According to Goyal, Zomato would start delivering raw materials such as staples, fresh vegetables, and fruits, amongst others, to restaurant partners. The company would also give certified tag of Zomato to partners who source agricultural produce from the platform.
Since hygiene in food is becoming a priority for consumers, certified dining and delivery restaurants will help users in knowing whether the outlets are using quality ingredients or not along with other crucial details about the restaurant.
While Zomato is certainly eyeing an altogether new business model by entering into a farm to fork segment, the execution will not be easy for the company as it requires a different set-up and skill set. The Gurugram-headquartered company would need to build significant number of collection centres in rural areas and distribution centres in cities to fulfil orders.

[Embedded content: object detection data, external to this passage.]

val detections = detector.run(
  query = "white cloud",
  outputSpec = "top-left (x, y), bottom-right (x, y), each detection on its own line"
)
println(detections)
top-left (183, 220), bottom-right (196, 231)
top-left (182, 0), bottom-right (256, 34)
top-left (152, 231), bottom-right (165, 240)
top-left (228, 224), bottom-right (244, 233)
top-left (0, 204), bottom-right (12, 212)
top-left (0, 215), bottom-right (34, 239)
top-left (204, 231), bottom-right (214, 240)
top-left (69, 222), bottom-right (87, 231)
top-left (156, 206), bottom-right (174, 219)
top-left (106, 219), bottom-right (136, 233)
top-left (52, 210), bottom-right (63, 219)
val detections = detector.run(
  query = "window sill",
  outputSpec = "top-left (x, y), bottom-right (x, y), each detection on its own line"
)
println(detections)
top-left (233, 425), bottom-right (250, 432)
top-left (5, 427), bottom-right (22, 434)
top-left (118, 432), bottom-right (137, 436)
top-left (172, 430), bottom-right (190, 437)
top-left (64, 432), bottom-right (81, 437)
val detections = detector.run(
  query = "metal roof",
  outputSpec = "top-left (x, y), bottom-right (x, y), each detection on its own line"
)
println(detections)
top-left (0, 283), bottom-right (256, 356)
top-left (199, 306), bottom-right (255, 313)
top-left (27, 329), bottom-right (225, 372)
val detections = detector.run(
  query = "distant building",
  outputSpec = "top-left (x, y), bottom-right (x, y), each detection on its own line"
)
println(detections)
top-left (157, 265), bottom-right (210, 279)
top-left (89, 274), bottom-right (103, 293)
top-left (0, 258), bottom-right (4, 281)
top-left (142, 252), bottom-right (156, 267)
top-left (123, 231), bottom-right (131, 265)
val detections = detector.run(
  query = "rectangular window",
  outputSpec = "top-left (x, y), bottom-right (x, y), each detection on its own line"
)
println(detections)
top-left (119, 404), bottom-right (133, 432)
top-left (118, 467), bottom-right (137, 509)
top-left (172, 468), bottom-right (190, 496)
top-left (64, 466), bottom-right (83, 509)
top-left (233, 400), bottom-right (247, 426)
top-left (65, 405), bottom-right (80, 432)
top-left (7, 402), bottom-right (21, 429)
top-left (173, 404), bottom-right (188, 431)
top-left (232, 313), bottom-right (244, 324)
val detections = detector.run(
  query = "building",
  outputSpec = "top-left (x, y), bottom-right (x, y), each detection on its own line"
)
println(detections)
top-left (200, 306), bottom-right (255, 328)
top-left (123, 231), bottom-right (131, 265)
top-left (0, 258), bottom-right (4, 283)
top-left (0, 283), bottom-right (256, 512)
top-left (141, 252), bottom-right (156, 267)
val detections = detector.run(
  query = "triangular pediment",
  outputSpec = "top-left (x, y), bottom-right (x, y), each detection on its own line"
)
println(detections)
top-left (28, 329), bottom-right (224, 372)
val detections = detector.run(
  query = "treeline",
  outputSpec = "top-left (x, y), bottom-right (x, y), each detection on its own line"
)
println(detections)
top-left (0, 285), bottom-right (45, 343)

Over the decades, traditional merchants in agricultural produce fulfil the raw material requirement for restaurants. The segment is highly unorganised, but because of the entry barriers like long payment cycles and dominance of traditional suppliers, none of the startups has been able to make a sizeable dent into it.
Long payment cycle and fixed pricing (from restaurant front) have been major hurdles for startups eyeing to become suppliers for restaurants. However, to some extent, Zomato doesn’t face such challenges as it already has an established sales channel for restaurants through online ordering, table reservation, and subscription-based membership Zomato Gold.
Since Zomato collects payments on behalf of restaurants, it can solve the challenge of a long payment cycle to a large extent. Currently, startups such as Crofarm and NinjaCart have been catering to some restaurants. But, their primary focus is on retailers (like Big Bazaar, More, HyperCity etc.)
With a new business line – farm to table, Zomato is entering a segment which is yet to be evangelised by any other large to the mid-scale company. While the segment would throw new challenges to a decade old platform, it would be exciting to see how Zomato’s ambitious plan pan out in future.